The revamping of the Telecom Eireann board will have struck a chord with Government-appointed directors of semi-state companies, such as Aer Lingus, Aer Rianta and Coillte, which are expected to eventually follow Telecom to the stock market. There is little doubt that for many, their days in State board rooms are numbered. It is just a matter of time before financial advisers trigger another purge.
The use by successive governments of their powers to dole out semi-state directorships has been the subject of long-standing cynicism. Friends and allies are often unashamedly slotted into these positions. And each of the political parties has shown itself to be adept at employing this tradition to its own advantage.
The recent round of appointments to the Aer Lingus board bore the fingerprints of the Taoiseach, Mr Ahern. His former election agent Mr Chris Wall, close friend and Fianna Fail party fundraiser Mr Des Richardson and former ministerial colleague Mrs Maire Geoghegan Quinn, received what are perceived as the most attractive directorships within the semi-state sector.
All of these positions carry very little in terms of financial gain, with directors entitled to fees of around £5,000 (#6,349) a year for the duration of their five-year term. But the Aer Lingus board is more attractive as it offers massive concessions to the directors and their family members on all air travel.
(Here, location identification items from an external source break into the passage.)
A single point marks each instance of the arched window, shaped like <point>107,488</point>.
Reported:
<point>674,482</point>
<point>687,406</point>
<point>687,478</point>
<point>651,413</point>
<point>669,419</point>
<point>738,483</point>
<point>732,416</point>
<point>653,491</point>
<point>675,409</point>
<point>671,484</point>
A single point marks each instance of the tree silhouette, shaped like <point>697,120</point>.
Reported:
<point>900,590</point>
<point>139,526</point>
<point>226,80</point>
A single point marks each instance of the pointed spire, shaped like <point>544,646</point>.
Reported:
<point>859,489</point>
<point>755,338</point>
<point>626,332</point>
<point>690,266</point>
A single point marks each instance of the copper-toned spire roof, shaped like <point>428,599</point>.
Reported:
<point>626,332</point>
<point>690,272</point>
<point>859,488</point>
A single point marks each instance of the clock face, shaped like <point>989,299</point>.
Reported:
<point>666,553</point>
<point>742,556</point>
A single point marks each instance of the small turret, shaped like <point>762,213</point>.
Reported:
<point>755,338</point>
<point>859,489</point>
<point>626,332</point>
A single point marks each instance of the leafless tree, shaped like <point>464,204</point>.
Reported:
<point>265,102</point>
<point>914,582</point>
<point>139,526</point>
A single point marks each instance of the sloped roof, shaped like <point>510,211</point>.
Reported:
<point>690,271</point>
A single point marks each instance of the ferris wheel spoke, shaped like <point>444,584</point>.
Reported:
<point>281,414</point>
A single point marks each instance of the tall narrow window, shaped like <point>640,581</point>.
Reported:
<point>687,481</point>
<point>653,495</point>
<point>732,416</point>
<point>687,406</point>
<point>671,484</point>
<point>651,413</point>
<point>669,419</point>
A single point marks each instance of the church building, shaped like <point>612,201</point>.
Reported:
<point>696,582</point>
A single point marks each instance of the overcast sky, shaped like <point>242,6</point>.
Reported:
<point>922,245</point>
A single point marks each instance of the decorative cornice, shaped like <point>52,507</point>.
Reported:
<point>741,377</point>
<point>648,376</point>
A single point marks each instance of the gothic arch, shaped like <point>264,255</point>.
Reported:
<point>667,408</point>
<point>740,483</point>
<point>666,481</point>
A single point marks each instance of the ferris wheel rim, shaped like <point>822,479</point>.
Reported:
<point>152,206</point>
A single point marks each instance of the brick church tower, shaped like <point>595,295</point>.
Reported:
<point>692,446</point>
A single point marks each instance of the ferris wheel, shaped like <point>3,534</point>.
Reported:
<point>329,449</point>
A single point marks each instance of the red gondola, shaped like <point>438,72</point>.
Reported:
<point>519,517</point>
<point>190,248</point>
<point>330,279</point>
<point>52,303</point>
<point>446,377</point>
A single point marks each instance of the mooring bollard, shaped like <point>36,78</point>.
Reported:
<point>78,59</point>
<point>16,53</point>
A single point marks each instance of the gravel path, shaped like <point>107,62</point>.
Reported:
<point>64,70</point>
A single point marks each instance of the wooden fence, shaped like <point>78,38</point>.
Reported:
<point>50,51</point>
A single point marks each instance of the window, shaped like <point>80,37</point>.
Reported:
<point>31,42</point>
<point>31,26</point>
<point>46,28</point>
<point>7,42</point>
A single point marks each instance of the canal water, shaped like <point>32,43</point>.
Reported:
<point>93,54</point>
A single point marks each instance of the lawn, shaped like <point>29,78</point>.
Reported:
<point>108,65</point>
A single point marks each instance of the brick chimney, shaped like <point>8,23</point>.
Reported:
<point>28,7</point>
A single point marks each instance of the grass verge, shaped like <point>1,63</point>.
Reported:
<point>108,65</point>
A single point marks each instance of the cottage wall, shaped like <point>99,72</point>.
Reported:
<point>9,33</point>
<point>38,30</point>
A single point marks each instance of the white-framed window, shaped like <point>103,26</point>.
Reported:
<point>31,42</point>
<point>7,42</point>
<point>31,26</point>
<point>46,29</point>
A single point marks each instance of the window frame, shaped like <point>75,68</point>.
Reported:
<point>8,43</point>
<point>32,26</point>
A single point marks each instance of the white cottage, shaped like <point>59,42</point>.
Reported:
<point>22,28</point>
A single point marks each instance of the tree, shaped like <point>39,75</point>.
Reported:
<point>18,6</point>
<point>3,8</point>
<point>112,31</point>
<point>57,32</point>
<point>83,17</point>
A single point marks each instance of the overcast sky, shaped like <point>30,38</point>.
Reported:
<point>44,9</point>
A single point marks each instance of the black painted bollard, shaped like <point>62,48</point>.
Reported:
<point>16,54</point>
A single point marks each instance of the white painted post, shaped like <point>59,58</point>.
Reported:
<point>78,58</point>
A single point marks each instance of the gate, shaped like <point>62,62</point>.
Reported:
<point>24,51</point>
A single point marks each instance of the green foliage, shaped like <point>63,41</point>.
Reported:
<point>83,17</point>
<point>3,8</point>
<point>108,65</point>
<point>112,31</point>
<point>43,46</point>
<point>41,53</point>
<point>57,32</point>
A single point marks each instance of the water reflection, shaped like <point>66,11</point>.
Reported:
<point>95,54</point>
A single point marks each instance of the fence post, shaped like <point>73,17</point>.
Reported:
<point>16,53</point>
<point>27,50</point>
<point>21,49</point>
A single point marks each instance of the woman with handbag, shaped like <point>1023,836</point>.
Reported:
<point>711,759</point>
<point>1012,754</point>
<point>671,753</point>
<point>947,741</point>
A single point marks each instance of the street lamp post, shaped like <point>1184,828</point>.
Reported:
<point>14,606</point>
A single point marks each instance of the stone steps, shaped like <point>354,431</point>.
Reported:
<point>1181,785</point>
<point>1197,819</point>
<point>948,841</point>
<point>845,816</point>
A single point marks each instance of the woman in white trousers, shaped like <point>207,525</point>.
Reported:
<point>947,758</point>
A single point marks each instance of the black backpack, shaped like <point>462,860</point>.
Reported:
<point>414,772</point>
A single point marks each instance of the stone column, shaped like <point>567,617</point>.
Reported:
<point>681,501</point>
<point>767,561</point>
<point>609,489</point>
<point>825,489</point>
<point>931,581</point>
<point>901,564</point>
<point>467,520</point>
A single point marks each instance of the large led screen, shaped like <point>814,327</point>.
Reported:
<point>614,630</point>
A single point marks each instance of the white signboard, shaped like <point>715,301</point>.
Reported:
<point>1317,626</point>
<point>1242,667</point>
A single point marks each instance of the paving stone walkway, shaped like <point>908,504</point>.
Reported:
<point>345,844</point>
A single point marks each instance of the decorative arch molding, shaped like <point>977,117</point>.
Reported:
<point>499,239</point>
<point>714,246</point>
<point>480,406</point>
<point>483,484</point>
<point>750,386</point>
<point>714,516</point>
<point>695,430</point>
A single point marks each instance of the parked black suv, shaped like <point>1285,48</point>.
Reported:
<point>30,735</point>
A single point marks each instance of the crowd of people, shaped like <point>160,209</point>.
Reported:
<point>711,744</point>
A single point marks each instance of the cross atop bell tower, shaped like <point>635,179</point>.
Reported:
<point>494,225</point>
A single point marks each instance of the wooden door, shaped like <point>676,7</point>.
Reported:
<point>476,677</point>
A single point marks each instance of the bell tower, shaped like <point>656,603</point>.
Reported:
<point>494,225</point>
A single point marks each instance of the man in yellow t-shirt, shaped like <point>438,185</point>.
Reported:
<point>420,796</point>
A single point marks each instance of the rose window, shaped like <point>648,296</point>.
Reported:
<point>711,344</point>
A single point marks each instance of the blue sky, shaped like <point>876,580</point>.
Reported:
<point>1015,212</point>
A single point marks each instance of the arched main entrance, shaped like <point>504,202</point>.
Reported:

An Aer Lingus spokesman refused to disclose the terms of this arrangement, citing company policy. But within the industry it is suggested the directors qualify for the general concessions offered to Aer Lingus staff, where they and family members pay around 10 per cent of the face value of the normal airfare on any route they choose to take with any airline.
And for good measure it is understood that when directors retire, they retain this concession for a period equal to their term of service on the board.
Aer Rianta is ranked next in terms of perks as it also offers similar air travel concessions to directors, albeit confined to Aer Lingus flights.
IE - where the government must make that appointment - the Minister can put forward their candidate but must inform the Cabinet by memorandum of the individual's name. A spokesman for the Minister for Public Enterprise, Ms O'Rourke - who oversaw the recent Aer Lingus nominations - said that when making an appointment the Minister would select someone who would make a significant contribution to the board. "In some cases those skills may not be apparent in the business sense and that director would be more a representative of the ordinary consumer's interest."
But Ms O'Rourke's radical shake-up of the Telecom board - where, at the suggestion of advisors AIB Capital Markets and Merrill Lynch, the Minister sought to replace five of six Government-appointed directors - has established a precedent.
Individuals nominated for service on semi-state boards can make significant contributions, particularly where they may also be a busy executive director of an international company - offering the benefit of their experience for virtually no financial gain.
In some instances, that contribution has been hugely valuable over the years, helping to steer many of these organisations onto a more commercial path.
But when they finally take the plunge to become a fully fledged publicly quoted company, the mix of skills and experience needed and demanded by shareholders will come under more intense scrutiny than ever before and the axe may fall.
At this juncture, it's clear that money talks. The highly paid advisers enlisted to assist in the flotation of State companies must get the process away successfully by ensuring that international institutional investors will buy the shares. To achieve that they must present a board of directors that shareholders can have confidence in, that is demonstrably on top of its brief and that can be shown to have a high degree of expertise and experience and can withstand international scrutiny.
The primary function of the board of a publicly quoted company is to keep a check on the decisions and intentions of its management on behalf of the shareholders.
It should have a balance of executive and non-executive directors, with the chairman and chief executive positions preferably separate.
Mr Paul Sweetnam, head of Irish equities with Scottish-based fund manager, Standard Life, says the non-executive directors can bring crucial experience and enhance the effectiveness of the board. "It is crucial for shareholders to have confidence firstly in the company's management and to ensure that the board of directors has control of the management, that it reports to the board and has sufficient controls to ensure objectivity."
The chief attribute sought by a public quoted company when recruiting non-executive directors is experience. The same old familiar faces may turn up on several boards but the days of non-executive directors turning up for lunch a few times a year are largely gone.
These directors can command significant fees for their contribution, particularly those on the board of the major plcs where they can earn up to £80,000 a year. By the same token they are expected to sing for their supper.
The reconstructed board of Telecom Eireann bears many of the skills which impress analysts and institutional investors: a chairman with an impressive track record in the telecommunications field, Mr Brian Thompson; the founder and managing director of a publicly quoted company in Mr Jim Flavin and international and Irish board room experience in Mr Ray MacSharry.
When the next batch of family silver comes to be sold, the highly paid corporate advisers will be pressing for a similar mix - whether it's at Aer Lingus, Aer Rianta or Coillte.